# Broadcasting Wildflower Seed, Is Now the Time?



## LAlldredge (Aug 16, 2018)

6a high desert. Not an expert but I have been successful at getting wildflower seeds to germinate. Yes, they require stratification and periods of cold. I usually seed in fall, but conditions are right to do it now. We still have at least a month left and snow and plenty of rain. I’ll prepare by amending and raking the soil and mix my seed with sand to make broadcasting easier. Once scattered I walk all over it to get good seed to soil contact. That last step is very important. I’ll thin when needed. Be sure to get good local fresh seed. I especially like poppies, lupine, bachelors button and oxeye daisy.

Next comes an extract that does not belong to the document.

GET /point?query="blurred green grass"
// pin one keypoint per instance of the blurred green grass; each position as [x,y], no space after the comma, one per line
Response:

Right now I’m starting my winter sowing jugs and setting them out for everything thats not direct sown.


----------



## Schultz (Mar 9, 2015)

“Society grows great when old men plant trees whose shade they know they shall never sit in.” 

― Anonymous Greek Proverb


----------



## Apis Natural (Aug 31, 2017)

read up on seed stratifying and search for a seed stratification chart. this will help you gain the knowledge needed on flowers and cold dormancy,
good stuff to know.


----------



## rick54 (May 8, 2014)

Thank you all.


----------



## Ravenseye (Apr 2, 2006)

For me, Dutch Clover seed goes out on top of the snow right about now.


----------



## LAlldredge (Aug 16, 2018)

Ravenseye said:


> For me, Dutch Clover seed goes out on top of the snow right about now.


Totally smart. 6a with periods of rain and snow. Right now dumping aged horse manure for more wildflower areas and scattering clover seed, cold hardy annual seed and johnny jump up viola. Then walking all over it.


----------